第2423話 72枚目:対応と攻略

 どうやら各地に散ったベテラン勢が認識を修正してくれたらしく、スレッド名は無事に「ハイディレータ皇女目撃情報スレッド」になった。そうだぞ。近衛部隊を置き去りにしかねない勢いで野良ダンジョンへ突入するのはハイデお姉様だからな。

 ついでにスレッドのトップへ「ちぃ姫と違ってガチのお転婆かつ生まれながらの皇女なので、近くに居て召喚者だと分かるとそのまま連れ回されるので注意」と書いてあったが全く否定は出来ないので放置。

 何か若干名「ちぃ姫と違って」部分に腹を立てていたようだが、実際私はロール演技だからな。中身は一般人だから。客観的にもあそこまでお転婆ではないと証明されて安心してるまである。


「まぁ、一部、それがいいと敢えて準備万端にしてから近寄っていく召喚者プレイヤーもいるようですが……」


 その辺はまぁ個人の趣味嗜好なので……ゲテモノピエロの手勢が混ざっていても、その場合は近衛部隊の人達が対処するし、何よりそういう勘はハイデお姉様の方が鋭い。近寄った召喚者プレイヤーの1人が出合い頭に両足斬り落とされたと思ったら、“天秤にして断罪”の神判定で黒だったらしいから。

 まぁ対応しなきゃいけない範囲が物理的に広がったのは大変だが、イベントダンジョンの攻略ペースとしては更に上がったと言っていいだろう。最前線へは移動が大変だって来なかった召喚者プレイヤーや、サブクエストを回ったり自警団みたいな事をしているから最前線には行けないって召喚者プレイヤーも参加できているようだし。

 最前線で見えている範囲の縮み方はあまり変わっていないが、内側はどうなんだろうな。少なくとも、ここまで以上のペースで削れている筈だが。


「まぁ、核は2つのまま、という割に、縮み方は順調に大陸の真ん中へと向かっているって時点で、どこかに亜空間があるのはほぼ確定したようなものなんですけど」


 今までとほぼ同じ広さのエリアとして換算すると、きっちり2つ分ある面積にまたがって存在していた、真っ黒い綱で出来たドームのようなもの。それはどちらかのエリアの中心に寄っていくのではなく、今までならエリアの境界線があった場所へと縮んでいっている。

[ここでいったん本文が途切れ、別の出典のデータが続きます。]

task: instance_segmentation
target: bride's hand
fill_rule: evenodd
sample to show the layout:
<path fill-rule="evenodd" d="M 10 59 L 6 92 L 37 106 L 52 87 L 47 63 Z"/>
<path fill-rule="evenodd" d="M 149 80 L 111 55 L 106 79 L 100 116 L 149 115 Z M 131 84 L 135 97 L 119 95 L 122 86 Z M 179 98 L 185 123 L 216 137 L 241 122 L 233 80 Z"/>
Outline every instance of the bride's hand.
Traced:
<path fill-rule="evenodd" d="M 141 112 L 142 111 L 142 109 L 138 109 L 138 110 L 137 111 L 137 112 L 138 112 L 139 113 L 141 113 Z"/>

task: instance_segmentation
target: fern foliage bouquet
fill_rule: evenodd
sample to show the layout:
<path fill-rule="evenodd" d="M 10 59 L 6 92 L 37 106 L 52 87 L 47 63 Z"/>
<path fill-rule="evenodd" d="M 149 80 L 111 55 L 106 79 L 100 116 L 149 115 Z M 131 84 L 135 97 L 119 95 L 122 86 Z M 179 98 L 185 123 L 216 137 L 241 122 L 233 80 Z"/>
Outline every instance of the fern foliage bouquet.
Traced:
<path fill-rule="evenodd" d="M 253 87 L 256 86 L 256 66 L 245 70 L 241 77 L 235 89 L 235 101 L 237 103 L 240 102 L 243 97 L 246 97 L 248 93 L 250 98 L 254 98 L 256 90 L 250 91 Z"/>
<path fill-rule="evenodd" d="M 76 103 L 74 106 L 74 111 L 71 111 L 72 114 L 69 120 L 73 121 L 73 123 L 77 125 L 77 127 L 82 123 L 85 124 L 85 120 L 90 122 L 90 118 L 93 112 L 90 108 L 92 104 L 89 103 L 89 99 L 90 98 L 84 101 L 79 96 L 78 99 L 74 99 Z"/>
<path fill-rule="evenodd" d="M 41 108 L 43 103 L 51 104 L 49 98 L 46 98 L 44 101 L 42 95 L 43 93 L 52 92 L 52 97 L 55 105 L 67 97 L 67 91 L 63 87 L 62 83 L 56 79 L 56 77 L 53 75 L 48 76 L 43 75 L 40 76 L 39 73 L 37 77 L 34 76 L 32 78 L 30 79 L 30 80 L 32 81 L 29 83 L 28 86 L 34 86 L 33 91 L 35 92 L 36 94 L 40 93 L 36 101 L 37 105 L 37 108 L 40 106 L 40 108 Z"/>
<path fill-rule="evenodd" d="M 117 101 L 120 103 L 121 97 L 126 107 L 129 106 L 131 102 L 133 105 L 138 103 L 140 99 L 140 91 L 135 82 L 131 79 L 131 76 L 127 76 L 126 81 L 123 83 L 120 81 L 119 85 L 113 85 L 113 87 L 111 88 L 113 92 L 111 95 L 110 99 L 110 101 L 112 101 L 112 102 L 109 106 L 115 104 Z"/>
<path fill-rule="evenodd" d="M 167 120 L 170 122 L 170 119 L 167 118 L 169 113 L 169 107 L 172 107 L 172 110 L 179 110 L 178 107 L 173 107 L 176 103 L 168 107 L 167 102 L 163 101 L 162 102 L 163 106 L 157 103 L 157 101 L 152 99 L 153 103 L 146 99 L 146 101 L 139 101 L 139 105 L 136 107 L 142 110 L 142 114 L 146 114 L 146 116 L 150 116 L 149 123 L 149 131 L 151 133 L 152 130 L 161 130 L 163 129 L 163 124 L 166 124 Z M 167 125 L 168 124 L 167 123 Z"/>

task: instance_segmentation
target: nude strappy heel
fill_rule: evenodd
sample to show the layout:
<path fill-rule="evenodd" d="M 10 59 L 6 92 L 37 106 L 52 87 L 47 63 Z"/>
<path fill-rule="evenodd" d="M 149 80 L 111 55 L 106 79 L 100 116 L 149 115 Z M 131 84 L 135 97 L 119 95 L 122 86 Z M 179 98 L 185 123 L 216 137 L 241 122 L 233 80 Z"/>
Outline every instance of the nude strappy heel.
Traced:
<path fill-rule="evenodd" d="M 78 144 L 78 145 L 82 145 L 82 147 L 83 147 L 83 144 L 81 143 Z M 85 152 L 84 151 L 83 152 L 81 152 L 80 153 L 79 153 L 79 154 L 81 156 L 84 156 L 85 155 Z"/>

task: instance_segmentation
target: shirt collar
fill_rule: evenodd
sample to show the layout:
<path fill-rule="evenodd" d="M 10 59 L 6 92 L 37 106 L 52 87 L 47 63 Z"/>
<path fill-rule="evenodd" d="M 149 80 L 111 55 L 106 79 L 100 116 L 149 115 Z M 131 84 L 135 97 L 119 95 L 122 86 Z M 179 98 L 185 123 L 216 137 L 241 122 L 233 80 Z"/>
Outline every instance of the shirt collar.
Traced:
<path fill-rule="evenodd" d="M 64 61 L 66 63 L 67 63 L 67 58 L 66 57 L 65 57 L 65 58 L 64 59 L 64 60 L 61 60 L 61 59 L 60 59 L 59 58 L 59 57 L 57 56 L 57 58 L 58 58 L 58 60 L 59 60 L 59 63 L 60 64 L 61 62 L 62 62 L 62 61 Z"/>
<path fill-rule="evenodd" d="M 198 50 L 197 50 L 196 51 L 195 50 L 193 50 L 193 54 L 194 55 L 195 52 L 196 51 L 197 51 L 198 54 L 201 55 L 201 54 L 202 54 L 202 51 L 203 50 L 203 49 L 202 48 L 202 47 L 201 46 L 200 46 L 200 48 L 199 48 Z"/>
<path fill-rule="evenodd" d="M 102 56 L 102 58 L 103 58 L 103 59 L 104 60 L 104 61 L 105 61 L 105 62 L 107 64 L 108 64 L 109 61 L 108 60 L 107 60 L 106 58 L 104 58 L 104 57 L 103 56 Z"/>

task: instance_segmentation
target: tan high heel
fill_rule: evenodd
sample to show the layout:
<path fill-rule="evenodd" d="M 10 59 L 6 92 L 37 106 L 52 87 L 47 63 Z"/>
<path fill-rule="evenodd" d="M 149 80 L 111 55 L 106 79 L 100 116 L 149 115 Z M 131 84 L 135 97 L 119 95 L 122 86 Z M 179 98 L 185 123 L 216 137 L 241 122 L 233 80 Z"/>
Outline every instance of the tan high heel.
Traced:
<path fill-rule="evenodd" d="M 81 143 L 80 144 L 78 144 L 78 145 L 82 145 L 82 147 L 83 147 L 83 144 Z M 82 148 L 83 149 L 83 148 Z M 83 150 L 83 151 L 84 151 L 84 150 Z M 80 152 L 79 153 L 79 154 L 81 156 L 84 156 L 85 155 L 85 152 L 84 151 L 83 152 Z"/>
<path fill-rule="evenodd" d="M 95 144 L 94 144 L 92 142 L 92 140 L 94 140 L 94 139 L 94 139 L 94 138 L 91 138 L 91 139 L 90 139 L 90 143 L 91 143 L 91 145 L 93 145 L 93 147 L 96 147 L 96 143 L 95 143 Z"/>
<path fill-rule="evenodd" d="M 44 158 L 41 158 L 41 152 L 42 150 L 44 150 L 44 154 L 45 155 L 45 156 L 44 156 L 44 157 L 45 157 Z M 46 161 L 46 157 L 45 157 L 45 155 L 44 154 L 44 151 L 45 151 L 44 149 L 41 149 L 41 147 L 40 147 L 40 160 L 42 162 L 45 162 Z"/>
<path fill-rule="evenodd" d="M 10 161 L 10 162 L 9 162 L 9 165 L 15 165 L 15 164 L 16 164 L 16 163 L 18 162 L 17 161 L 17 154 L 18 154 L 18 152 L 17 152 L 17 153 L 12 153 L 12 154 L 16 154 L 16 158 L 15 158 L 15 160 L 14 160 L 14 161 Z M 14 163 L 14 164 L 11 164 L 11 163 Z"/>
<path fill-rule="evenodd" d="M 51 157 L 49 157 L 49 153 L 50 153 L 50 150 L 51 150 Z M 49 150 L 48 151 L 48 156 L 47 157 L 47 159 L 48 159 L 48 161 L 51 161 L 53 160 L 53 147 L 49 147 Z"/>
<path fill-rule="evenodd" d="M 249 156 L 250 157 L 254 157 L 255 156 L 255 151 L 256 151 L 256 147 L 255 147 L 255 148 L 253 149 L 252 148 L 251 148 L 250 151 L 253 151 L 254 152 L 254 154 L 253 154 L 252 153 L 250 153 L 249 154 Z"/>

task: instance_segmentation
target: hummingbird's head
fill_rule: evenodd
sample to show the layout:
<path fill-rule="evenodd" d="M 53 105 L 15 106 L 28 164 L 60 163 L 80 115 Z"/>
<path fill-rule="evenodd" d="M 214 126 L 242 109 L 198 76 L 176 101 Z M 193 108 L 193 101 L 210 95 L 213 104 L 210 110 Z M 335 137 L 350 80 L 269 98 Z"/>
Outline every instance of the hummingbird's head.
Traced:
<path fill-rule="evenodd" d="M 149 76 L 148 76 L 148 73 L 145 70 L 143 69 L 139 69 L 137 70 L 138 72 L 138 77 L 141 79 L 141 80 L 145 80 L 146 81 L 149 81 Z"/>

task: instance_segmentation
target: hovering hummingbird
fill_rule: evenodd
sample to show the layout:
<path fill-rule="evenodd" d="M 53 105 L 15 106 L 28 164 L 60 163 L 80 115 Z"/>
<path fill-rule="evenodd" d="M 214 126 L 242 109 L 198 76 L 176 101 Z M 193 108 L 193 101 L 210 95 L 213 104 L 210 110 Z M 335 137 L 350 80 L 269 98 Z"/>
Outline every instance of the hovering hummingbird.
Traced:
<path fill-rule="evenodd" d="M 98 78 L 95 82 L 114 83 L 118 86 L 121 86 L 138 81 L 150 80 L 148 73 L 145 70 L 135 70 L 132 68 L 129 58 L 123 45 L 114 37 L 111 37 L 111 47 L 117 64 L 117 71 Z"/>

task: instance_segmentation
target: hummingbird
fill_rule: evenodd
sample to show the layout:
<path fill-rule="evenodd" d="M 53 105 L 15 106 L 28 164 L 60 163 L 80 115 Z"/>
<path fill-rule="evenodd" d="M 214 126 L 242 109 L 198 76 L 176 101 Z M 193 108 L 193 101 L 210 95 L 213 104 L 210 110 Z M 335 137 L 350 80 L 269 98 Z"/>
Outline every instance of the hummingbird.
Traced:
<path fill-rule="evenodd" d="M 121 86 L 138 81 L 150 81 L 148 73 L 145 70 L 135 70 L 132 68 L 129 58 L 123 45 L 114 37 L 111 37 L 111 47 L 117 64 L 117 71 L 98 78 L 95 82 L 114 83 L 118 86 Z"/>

 恐らく、もうすぐ今までで言うエリア1つ分まで縮むだろう。という事は、エリアが2つだった場合のそれぞれの中心が出て来る筈だ。そこで何も無ければ亜空間は確定だし、何かあったらそれを調べればいい。

 ただなぁ。世界に満ちるエネルギーであるマナを吸い上げてアイテムを増やし、吸い上げ過ぎて世界を割った臼と。空間の歪みというエネルギーを吸い込みに吸い込んで、空間の隙間のような場所に根を張った綱の組み合わせだからなぁ。


「……残り2割。性質的に、“呑”むのところにはいないでしょうし」


 何のことかと言えば、この大陸本来の精霊の数だ。もちろん完全に全員が生き残っている訳では無いが、それでも大凡の数として考えた場合、あと2割ほど足りないのだという。

 誤差というには大きいその数字は、恐らく、今回の複合合体したレイドボスに捕まっている分なのだろう。そして精霊というのは、世界に満ちるマナが意識を持ったような存在だ。


「前例が……本当に最悪なんですけど、前例自体は、ありますからねぇ……」


 何がかと言えば。精霊を、正しくはその系譜に属する種族を、動力源として捉えて酷使する、という行動がだ。そう。「伸び拡がる模造の空間」の事である。精霊獣が酷い目に遭っていたあれだな。

 恐らく。恐らく今回も、主に臼の方に結晶化した精霊さん達が捕まっているものと思われる。……あの時も、特に柔種から出てきた精霊獣は瀕死だったからな。気持ち的には、とても急ぎたいんだ。

 気持ちはそんな感じでも、本当に隅から隅までたっぷりのギミックがあるから、上手くいってないんだけどな。